Hours: Mon - Fri 11:00 AM to 12:00 AM; Sat - Sun 5:00 PM to 12:00 AM. All major cards. Licensed. Tel.: 514-289-0998
Sometimes the craving for spice surges and almost overwhelms, and there’s only one thing that can satisfy it: good Thai food.

It’s one of those cuisines that’s incredibly difficult and inconvenient to create at home. For one thing, there’s not much you can do with those eight leftover shoots of lemongrass or 6 ounces of galangal once you’re done with the meal—that is, if you can find a grocer who stocks them. And the sheer number of exotic ingredients—kaffir lime leaves, balsam, Thai basil, jasmine, coconut milk and the aforementioned galangal and lemongrass, make for a daunting cooking session.

So I just leave it up to the pros. In this case, the pros were cooking at Red Thai, a restaurant that has definitely never appeared on my radar, although it’s been around a while.

If you can get past the weird decor—one almost feels like one is in some bizarre theme park, what with the odd fake-leopard skin seat covers and the grotesquely ornate Buddha that squats munificently in the center of the room—you’ll be in for a good Thai experience.

The menu, while not inordinately vast, is nonetheless comprehensive. The mains are divided into chicken, beef, pork, duck, shrimp, fish, seafood and vegetarian.

As restaurants go, Red Thai is on the expensive side. An à-la-carte chicken dish, say Gai Phara Ram (sautéed grain-fed chicken in a peanut sauce with crispy chicken) is $14.95, while a Kung Tord Ka Tiem Prik Tai (Grilled Mekong scampies in a lime and Tamarin juicy garlic sauce) will set you back $24.95.

Most of the mains, however, fall in around the $17 range.

In the table d’hôte department, there’s the intriguing “Imperial dinner,” which includes a tasting menu of plates such as “Red Thai grain chicken Saté with Wasabi peanut sauce” and “Lobster salad with mangoes and green mint leaves,” along with a Tom Yum soup and a main course of perhaps “Duck magret with ‘Keochai’ Chef’s sauce.” This goes for $85 for two. There’s a similar “Sampler for 2” for $69 and several table d’hôtes at around $25.

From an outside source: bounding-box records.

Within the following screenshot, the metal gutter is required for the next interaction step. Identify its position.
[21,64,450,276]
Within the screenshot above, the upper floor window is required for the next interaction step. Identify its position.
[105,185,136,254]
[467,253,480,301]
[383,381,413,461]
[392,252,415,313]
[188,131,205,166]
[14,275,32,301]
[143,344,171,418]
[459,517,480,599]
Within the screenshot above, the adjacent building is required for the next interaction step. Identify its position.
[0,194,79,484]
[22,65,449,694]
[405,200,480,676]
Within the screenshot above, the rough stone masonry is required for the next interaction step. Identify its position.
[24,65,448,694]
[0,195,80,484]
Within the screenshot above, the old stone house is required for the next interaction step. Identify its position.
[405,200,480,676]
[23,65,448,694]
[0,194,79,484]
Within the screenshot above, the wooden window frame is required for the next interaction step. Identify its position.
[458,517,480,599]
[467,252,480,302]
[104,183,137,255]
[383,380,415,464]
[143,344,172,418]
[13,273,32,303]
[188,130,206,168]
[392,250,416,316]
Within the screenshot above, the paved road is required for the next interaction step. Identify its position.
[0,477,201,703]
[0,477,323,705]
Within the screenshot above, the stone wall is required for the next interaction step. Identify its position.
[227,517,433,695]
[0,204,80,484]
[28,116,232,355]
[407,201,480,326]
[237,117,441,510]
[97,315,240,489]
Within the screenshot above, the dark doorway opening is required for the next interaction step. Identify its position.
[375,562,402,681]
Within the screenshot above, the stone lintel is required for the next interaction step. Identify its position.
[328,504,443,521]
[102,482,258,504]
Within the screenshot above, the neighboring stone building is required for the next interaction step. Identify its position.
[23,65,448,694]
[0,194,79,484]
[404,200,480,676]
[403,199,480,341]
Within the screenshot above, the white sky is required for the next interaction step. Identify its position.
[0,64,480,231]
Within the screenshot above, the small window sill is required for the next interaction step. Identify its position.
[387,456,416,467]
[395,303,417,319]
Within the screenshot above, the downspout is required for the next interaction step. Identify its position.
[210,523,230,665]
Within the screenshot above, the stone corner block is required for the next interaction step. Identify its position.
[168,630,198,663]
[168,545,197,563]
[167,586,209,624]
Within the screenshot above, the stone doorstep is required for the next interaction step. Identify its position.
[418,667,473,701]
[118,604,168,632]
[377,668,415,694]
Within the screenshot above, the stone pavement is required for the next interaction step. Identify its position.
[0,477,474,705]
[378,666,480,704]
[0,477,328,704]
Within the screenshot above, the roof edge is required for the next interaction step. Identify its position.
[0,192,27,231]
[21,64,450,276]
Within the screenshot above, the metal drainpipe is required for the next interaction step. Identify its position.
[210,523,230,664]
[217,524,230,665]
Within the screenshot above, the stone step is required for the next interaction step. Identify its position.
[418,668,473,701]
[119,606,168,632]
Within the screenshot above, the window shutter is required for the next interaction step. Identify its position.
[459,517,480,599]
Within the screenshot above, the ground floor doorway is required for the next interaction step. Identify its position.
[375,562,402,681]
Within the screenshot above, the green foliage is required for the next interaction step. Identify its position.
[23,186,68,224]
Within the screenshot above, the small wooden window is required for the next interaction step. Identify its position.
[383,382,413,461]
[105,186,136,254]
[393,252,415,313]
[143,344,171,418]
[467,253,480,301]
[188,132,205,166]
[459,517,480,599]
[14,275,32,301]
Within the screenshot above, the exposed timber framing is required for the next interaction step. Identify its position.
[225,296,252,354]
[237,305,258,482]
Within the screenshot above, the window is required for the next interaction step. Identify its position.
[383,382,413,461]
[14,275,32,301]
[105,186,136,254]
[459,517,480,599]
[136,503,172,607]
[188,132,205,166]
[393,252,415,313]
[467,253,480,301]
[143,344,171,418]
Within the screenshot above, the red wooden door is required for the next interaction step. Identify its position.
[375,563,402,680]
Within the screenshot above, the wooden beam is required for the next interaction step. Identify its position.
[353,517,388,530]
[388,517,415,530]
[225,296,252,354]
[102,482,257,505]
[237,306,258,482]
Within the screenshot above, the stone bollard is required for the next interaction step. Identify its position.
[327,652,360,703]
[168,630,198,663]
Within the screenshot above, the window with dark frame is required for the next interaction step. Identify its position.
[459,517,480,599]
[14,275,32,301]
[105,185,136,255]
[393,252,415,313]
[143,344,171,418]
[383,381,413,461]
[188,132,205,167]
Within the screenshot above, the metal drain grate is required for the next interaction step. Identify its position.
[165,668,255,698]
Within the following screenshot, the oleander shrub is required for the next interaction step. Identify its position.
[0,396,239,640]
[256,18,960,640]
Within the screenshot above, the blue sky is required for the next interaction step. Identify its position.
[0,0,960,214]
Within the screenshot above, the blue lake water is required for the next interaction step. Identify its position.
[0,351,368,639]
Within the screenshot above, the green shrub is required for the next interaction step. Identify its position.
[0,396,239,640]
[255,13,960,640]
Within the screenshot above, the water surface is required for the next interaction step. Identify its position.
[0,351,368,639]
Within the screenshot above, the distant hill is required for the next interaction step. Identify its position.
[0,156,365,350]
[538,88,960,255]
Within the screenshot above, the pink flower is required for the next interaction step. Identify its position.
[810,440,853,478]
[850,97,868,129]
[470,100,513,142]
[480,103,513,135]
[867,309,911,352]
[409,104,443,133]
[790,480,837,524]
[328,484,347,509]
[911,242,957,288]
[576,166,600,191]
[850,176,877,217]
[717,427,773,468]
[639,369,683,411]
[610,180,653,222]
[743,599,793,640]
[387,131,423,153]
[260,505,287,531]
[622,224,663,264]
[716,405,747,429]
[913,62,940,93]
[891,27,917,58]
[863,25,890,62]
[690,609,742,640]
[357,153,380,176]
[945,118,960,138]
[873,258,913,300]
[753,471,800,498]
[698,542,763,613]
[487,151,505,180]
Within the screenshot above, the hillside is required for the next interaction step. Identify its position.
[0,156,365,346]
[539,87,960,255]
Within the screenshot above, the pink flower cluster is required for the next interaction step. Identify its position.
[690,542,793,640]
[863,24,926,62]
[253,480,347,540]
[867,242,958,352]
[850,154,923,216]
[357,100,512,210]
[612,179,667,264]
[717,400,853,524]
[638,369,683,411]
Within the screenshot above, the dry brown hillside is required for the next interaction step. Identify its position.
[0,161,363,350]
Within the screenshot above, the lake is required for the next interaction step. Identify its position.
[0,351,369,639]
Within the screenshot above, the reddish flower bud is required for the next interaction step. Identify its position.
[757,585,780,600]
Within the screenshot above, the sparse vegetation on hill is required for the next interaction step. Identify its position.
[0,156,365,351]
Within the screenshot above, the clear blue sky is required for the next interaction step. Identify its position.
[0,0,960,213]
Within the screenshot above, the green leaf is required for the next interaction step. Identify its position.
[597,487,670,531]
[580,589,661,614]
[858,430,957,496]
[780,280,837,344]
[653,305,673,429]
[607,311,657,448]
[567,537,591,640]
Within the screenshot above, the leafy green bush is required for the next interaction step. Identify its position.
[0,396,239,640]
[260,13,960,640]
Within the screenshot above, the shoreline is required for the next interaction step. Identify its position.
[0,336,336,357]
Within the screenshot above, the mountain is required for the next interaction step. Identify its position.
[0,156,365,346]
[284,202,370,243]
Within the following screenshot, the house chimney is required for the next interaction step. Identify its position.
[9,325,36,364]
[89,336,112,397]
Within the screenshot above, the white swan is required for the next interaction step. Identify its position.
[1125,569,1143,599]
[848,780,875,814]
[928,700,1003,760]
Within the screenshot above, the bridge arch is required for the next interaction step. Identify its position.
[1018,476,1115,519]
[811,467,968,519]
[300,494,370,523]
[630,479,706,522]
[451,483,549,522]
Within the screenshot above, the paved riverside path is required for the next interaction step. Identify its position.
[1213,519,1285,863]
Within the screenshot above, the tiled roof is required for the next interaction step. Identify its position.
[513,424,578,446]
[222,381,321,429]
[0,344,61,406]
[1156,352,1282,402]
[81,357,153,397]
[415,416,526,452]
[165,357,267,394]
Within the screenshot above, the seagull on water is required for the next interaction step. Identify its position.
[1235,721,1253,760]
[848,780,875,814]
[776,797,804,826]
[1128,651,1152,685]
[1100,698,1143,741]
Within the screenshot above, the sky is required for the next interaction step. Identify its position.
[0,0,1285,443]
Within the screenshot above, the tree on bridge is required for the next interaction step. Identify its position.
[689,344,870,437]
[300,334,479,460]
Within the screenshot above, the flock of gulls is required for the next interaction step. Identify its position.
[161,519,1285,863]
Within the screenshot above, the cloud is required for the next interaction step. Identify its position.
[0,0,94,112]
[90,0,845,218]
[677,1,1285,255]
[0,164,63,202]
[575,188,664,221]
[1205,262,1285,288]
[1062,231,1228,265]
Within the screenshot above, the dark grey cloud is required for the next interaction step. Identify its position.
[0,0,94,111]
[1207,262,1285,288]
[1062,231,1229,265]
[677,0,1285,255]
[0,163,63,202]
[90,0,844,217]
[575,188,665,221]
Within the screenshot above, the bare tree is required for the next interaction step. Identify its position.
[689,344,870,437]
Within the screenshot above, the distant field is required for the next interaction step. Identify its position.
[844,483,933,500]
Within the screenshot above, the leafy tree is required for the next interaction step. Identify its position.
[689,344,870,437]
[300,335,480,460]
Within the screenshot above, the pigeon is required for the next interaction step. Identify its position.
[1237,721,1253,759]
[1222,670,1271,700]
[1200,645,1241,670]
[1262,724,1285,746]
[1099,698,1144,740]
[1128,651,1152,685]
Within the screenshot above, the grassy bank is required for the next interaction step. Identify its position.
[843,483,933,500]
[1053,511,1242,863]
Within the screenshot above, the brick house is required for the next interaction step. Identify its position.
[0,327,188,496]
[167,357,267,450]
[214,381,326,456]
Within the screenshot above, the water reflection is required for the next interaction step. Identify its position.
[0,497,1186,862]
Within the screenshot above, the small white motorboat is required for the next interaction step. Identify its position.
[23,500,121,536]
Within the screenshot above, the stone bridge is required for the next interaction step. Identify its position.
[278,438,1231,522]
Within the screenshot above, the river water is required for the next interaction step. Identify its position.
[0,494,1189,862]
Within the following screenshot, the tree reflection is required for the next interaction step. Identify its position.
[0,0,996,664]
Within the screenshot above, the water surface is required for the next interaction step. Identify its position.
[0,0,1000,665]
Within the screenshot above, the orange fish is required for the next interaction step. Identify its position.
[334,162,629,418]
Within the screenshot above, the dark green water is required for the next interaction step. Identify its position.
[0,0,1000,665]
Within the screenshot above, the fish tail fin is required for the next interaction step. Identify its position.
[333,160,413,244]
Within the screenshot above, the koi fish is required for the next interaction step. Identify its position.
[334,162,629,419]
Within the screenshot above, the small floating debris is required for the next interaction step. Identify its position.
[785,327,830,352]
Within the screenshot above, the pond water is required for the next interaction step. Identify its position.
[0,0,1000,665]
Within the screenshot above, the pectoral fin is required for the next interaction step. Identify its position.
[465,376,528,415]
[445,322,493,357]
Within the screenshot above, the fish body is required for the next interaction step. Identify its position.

The Poe Pia (Thai imperial rolls, $4.95) were four tightly packed little logs on an attractive bed of fresh lettuce in a boat-shaped dish and were accompanied by a zesty vinaigrette. They were crunchy and spicily toothsome.

An amazing standout was the Ostrich Saté, two skewers of moistly tender ostrich in a vaguely curry/teriyaki and sesame glaze; they were reminiscent of particularly good filet mignon. Not at all what one expects from a 7-foot feather duster.

In the mood for some fire, I asked the waiter (disappointingly from Bangladesh) what he recommended as the spiciest in the chicken section. He suggested the unlikely-named Gai Kang Pet Dang—a red-curry with coconut, bamboo shoots and fresh basil (pet means spicy). My companion ordered the Pla Mug Tod Chiang Mai (spicy squid sautéed with garlic and cilantro).

There are two kinds of rice: perfumed and sticky. We opted for the sticky, which came with the main course in little bamboo containers.

The red-curry chicken came on an elegant blue china plate; tender morsels of chicken, onions and bamboo shoots in an angry red sauce, which, while imparting all the complex flavours of Thai cooking—fresh basil, lemongrass, garlic etc.—was not nearly as fiery as it looked. It was only at the end of the meal that I remembered the little container of chili sauce that had come with it. No matter; the earthy freshness of the ingredients and pungent garlic more than made up for the lack of heat.

My friend’s squid, while pleasantly piquant in a garlicky red sauce, was rather chewy—art-gum eraser was the term that sprang to mind.

In the libation department we were in the mood for a Thai beer, but were informed that none of the Asian beers was available that day. A hot Hakutsuru saké ($7) was a poor substitute.

It’s difficult to say how high in the rankings Red Thai should be in the Montreal Thai resto list, but the flavors are there, the care in presentation is there, and if you can take the somewhat elevated prices and jungle decor I’d say it’s a safe reliever of that urge for spice.